One issue specific to qui tam practice in Virginia state courts is the structure of the Circuit Courts and the implications of that structure for filing the complaint under seal. Unlike in states such as Maryland, Virginia has no uniform case management system in use in every Circuit Court.
The Clerk of the Court in Virginia is a Constitutional Office. The Clerk is elected every eight years in a county-wide election, and is free to implement whatever case management system he or she feels appropriate, with virtually no oversight from the Virginia Supreme Court. Given the disparities in size and wealth between the various counties in the Commonwealth, it is no surprise that the system that works quite well in Craig County might not work as well in Fairfax County, and vice versa. Given the sparsity of the statute’s use, those preparing to file a case under the Virginia Fraud Against Taxpayers Act should be aware that there almost certainly will not be a mechanism in place for filing a qui tam case under seal.

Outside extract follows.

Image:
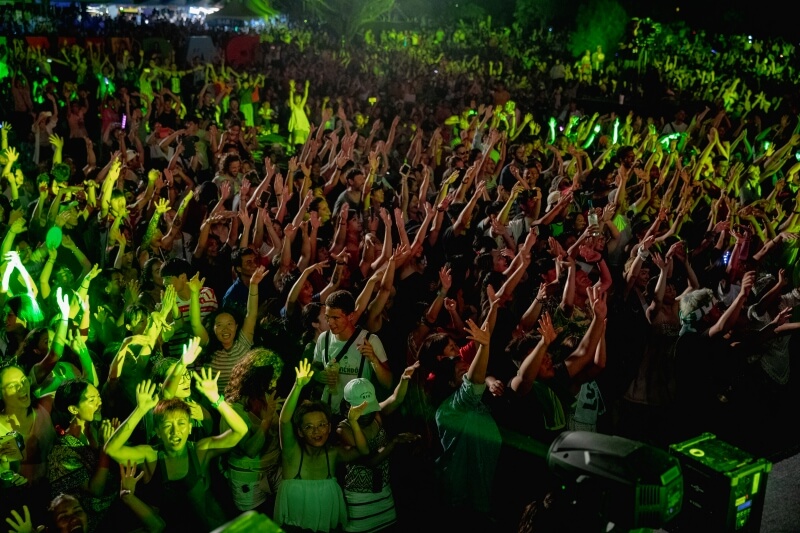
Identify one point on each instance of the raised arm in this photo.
(116, 447)
(206, 383)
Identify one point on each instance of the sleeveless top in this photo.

This is not a problem that should be taken lightly. The case absolutely must be filed under seal in order to comply with the statute, and that automatically makes things like generating a case number (while not publicly disclosing the name of the parties) and generating a receipt for the filing fee (again, without publicly disclosing the names of the parties) fairly complicated. Again, the answer to these problems will be different in each Circuit Court, further complicating the issue.

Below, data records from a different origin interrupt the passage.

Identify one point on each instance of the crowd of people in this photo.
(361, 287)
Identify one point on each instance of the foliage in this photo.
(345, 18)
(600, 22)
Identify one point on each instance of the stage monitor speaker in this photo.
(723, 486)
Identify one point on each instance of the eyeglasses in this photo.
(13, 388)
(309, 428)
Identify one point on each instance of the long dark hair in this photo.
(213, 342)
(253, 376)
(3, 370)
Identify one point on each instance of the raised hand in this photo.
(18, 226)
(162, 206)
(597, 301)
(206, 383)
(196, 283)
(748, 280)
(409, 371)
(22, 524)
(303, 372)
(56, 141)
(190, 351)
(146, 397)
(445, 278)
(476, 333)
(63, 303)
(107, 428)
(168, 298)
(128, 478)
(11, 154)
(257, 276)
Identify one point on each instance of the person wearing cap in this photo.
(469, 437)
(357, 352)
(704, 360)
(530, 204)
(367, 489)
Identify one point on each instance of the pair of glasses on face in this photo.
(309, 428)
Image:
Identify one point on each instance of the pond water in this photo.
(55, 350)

On the other hand, because the Clerk is an elected officer, they do tend to be more responsive and helpful than a non-elected official might be. When I filed the first Virginia Fraud Against Taxpayers Act case in Fairfax County, I found John Frey and his staff to be extremely professional and helpful. My advice is the following:
(1) Be sure you call the Clerk personally and give him or her a heads up about a week in advance. This gives them time to read the statute and think it over, and consult with Judges, members of their staff, and so forth.

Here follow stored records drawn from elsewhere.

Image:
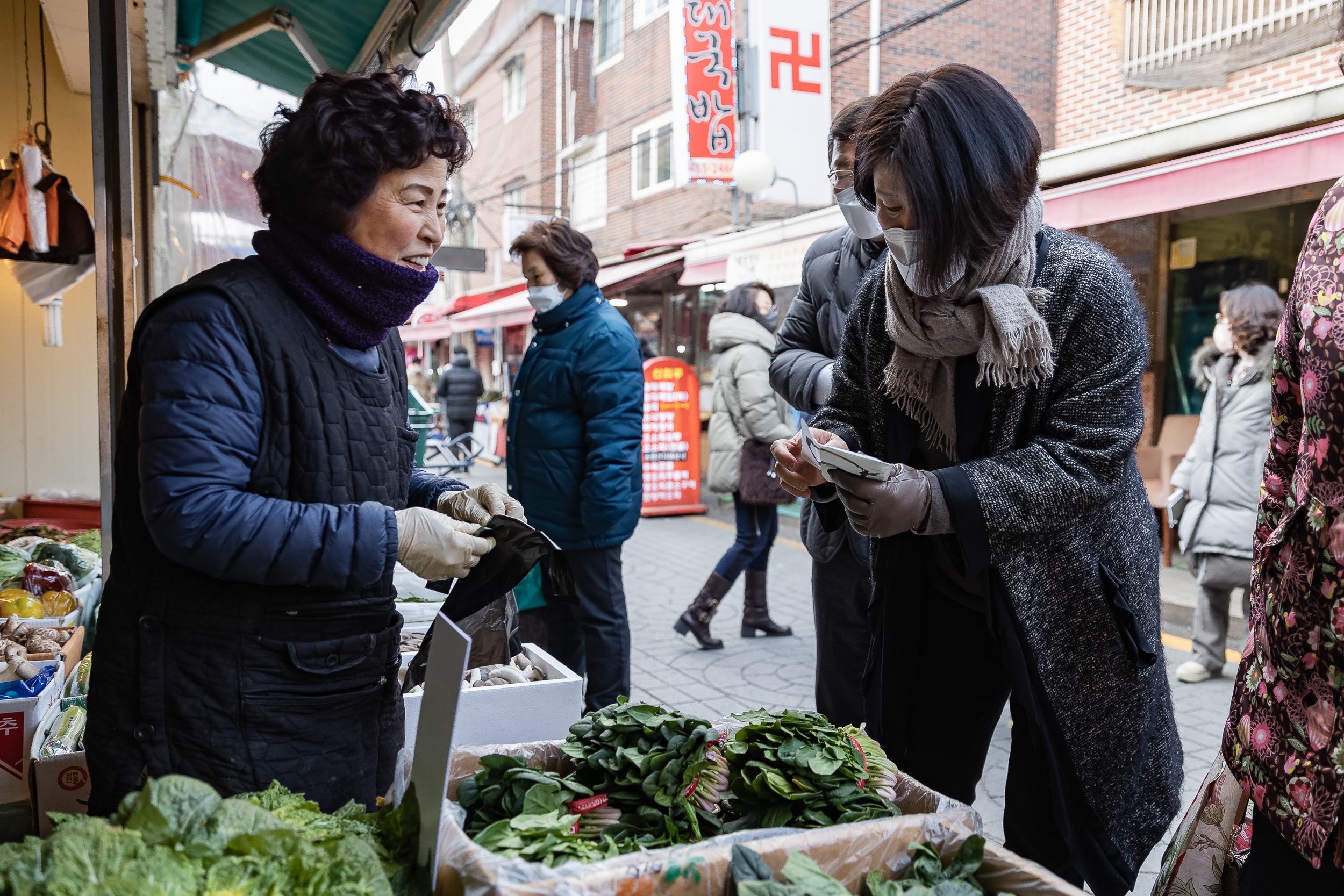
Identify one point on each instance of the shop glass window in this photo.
(609, 27)
(1226, 252)
(515, 88)
(469, 121)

(2) You must file the case with the Clerk in person, and make an appointment in advance to do so. Walk the Clerk’s Office through the whole procedure, and make certain that they understand that the normal procedures for sealing cases are not relevant to this case, because even the names of the parties cannot be made public.
(3) Politely request that the Clerk of Court either become the point of contact, or designate one specific person to be the point of contact. This is crucial, because after the complaint leaves your hands, if one specific contact person is not assigned you may find yourself unable to get any information about the case. Remember that whatever case management system the Clerk’s Office has in place works very well for them, but it is not designed to handle complaints filed under seal.
(4) When the Court order unsealing the case is issued, go back and read direction number (3) above. The standard processes the Clerk’s Office has in place to enter orders signed by Judges will not catch the order unsealing the case, and again, extra follow-up is important. You need to double check that the case is actually unsealed, and I again recommend going there in person and asking to see the file (or searching the information on-line if your Circuit Court is one that is available on-line). I have heard antidotal evidence of a case or two in Circuit Courts being served on the defendants and actively litigated without having been formally unsealed. Don’t let this happen to you.
(5) Once the case is unsealed, make sure the summons are issued. The rules of the Virginia Supreme Court call for summonses to be issued upon request by the plaintiff; the VFATA, on the other hand, calls for summonses to be issued upon a court order. Thus, without follow-up, the summonses may not issue automatically.
Once you have cleared these hurdles, litigation should, in theory, proceed just like any other case in Circuit Court.